Nombreux sont les cantons alémaniques qui remettent en question l'apprentissage des langues dès l'école primaire. Le français, qui est généralement inscrit dans le programme scolaire comme une deuxième langue étrangère après l'anglais, est sur la sellette. Les enseignants et les politiques parlent d'élèves surmenés.
Les enseignants pointés du doigt
Le linguiste Daniel Elmiger pense que le cœur du problème vient d'ailleurs. Dans son nouveau livre («Les problèmes de l'enseignement des langues étrangères en Suisse – qu'en est-il des langues nationales?»), il pointe plutôt du doigt les compétences des enseignants du primaire.
Daniel Elmiger enseigne entre autres à l'Université de Genève et est actif dans la formation initiale et continue des enseignants. Dans son livre, il émet des critiques acerbes contre le système actuel d'enseignement des langues étrangères, contre les enseignants et aussi contre la Conférence des directeurs cantonaux de l'instruction publique (CDIP).
Le français: une matière frustrante?
Daniel Elmiger raconte son quotidien professionnel: «Il est plutôt rare que je parle avec des enseignants motivés et sûrs d'eux, qui font leur travail avec plaisir et succès.» Au lieu de cela, l'enseignement semble souvent sans plaisir, sans «motivation interne». Le français devient ainsi rapidement une «matière haïe», tant par les enseignants que par les élèves.
Et cela se voit dans les résultats. Une enquête de la CDIP réalisée en 2016 et 2017 a examiné pour la première fois à l'échelle nationale si les compétences de base en matière d'acquisition de la langue étaient atteintes à la fin du degré primaire. Selon les statistiques, seulement 65,2% des élèves y sont parvenus lors d'une compréhension de texte en français.
Dans les cantons plurilingues, les valeurs sont en général un peu plus élevées. A titre de comparaison, le taux de réussite était de 86% pour une évaluation équivalente en anglais. Mais alors comment expliquer cette différence?
Le français a du mal à s'imposer, en particulier en Suisse orientale, écrit Daniel Elmiger. L'anglais vient en premier, rabaissant le français au statut de deuxième choix. Les langues nationales perdent ainsi de leur importance: «En dehors des régions linguistiques, les langues nationales jouent de plus en plus un rôle secondaire.» L'une des conséquences est que l'anglais est de plus en plus utilisé pour la communication entre les régions linguistiques.

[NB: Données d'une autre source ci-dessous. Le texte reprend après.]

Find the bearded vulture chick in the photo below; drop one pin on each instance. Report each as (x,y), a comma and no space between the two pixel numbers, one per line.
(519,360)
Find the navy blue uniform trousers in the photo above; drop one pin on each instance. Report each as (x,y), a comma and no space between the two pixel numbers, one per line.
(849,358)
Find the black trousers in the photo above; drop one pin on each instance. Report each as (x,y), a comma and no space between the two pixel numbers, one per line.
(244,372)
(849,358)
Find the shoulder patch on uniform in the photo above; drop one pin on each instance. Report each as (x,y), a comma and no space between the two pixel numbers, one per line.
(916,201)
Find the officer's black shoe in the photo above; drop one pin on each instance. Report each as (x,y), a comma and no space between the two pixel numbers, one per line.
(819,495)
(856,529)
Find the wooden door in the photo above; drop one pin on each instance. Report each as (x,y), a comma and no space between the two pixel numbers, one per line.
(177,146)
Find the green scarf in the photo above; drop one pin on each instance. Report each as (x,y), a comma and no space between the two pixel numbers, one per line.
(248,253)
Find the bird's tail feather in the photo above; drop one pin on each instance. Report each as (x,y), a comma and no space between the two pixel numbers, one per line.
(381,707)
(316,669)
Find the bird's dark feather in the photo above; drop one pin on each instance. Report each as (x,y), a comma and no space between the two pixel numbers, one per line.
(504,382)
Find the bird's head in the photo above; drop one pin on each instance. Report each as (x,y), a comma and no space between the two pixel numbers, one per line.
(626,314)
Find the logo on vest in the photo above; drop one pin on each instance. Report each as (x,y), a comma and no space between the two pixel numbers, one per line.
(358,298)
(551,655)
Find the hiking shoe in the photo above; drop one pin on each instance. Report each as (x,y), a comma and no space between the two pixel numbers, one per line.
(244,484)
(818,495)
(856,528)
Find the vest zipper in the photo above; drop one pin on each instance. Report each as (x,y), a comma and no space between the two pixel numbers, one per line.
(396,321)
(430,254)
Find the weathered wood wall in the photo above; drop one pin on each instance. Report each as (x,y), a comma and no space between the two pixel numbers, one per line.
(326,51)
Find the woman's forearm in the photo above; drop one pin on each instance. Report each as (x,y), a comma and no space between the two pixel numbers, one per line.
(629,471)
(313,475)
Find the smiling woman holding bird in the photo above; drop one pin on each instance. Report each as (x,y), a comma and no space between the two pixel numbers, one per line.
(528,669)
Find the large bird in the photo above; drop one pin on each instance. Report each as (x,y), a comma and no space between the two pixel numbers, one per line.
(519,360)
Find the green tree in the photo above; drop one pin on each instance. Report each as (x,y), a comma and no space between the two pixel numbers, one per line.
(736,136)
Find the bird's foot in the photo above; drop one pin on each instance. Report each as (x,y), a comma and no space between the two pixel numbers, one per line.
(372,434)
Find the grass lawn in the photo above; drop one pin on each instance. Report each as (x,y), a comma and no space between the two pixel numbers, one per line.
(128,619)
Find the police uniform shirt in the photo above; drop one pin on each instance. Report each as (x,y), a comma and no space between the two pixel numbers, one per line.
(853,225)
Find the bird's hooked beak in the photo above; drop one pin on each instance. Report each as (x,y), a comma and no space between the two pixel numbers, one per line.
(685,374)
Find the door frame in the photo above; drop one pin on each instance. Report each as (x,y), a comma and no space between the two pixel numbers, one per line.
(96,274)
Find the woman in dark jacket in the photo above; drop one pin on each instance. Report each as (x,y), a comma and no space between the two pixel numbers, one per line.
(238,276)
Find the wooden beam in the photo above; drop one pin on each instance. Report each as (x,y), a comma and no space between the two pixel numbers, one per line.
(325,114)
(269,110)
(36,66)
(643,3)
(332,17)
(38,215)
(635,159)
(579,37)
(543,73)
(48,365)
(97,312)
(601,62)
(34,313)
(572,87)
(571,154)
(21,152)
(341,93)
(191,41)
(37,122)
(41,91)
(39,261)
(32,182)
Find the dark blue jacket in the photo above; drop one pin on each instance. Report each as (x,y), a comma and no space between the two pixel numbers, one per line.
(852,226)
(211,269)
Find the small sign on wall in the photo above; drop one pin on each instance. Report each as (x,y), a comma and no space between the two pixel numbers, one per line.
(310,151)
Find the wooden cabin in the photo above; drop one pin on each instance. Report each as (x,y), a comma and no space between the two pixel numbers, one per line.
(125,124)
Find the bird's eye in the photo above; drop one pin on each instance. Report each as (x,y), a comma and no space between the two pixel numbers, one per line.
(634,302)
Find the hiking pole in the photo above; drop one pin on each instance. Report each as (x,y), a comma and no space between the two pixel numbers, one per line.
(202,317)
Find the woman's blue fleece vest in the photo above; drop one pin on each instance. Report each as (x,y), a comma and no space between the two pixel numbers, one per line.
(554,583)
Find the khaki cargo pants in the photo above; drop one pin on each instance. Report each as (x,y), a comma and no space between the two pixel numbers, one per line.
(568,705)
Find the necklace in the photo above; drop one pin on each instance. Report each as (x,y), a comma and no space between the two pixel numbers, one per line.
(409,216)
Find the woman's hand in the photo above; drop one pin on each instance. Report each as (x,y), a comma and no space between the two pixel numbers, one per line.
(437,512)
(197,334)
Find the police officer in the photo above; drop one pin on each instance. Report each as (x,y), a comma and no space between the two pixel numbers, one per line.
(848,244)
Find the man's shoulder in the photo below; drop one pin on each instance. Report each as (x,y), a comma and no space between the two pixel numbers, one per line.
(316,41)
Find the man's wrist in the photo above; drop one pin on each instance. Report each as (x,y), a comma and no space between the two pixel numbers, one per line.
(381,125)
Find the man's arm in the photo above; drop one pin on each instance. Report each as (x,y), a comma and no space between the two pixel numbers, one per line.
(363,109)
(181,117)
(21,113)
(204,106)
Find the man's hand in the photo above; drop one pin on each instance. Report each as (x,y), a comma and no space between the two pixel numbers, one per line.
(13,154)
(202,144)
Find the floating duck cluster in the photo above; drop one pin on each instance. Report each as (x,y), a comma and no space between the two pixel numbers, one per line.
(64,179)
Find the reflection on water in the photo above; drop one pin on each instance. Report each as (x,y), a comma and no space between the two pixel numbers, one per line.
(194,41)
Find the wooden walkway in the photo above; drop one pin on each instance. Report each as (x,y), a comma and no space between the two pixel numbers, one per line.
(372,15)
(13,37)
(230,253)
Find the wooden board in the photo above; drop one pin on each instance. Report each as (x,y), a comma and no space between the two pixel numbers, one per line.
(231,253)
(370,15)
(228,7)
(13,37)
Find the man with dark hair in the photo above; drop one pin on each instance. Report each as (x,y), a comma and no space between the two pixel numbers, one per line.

Des professeurs incompétents
Mais les enseignants jouent également un rôle central. «Cela devient surtout difficile lorsque l'on constate que les personnes censées enseigner une langue étrangère ne la parlent pas suffisamment bien», juge le linguiste. C'est justement dans le domaine de l'école primaire que cela se produit le plus souvent, alors qu'une approche orale et décontractée serait particulièrement importante.
Le jugement du professeur Elmiger sur l'enseignement des langues étrangères en Suisse est clair: «L'enseignement du français en Suisse alémanique devrait être repensé». L'enseignement de l'allemand en Suisse romande est également mal noté dans son analyse – les résultats seraient même misérables.
Daniel Elmiger voit une part de responsabilité dans les cantons et la CDIP. Ceux-ci ne sont ni en mesure ni désireux de changer fondamentalement la situation. Le professeur de l'UNIGE souhaite avant tout une meilleure coordination de la part de la CDIP. Il faudrait également des règles plus claires en ce qui concerne l'attestation des compétences linguistiques des enseignants: «Les lignes directrices de la CDIP sont contournées de différentes manières, par exemple en détournant la note de maturité de son but initial, à savoir attester d'un niveau de compétences.»
Comprendre plutôt que de supprimer
Et que dit la CDIP à ce sujet? Interrogé, son porte-parole Stefan Kunfermann calme le jeu: «Les discussions actuelles sur l'enseignement des langues étrangères sont également suivies de près dans le cadre de la CDIP.» La mise en œuvre de l'enseignement des langues relève toutefois de la compétence des cantons. La CDIP soutient ces efforts par des recommandations, des publications, des colloques et des travaux en réseau.
Malgré tout, Daniel Elmiger estime que tirer la prise sur l'apprentissage précoce du français n'est pas la bonne solution. «Avant de supprimer purement et simplement l'enseignement du français au niveau primaire, il faudrait mieux comprendre pourquoi il est si impopulaire et controversé», déplore-t-il à Blick. Daniel Elmiger craint que le fait de négliger la langue nationale ne conduise à un éloignement croissant des régions linguistiques. Cela pourrait devenir un problème, car «la Suisse se définit par son plurilinguisme.»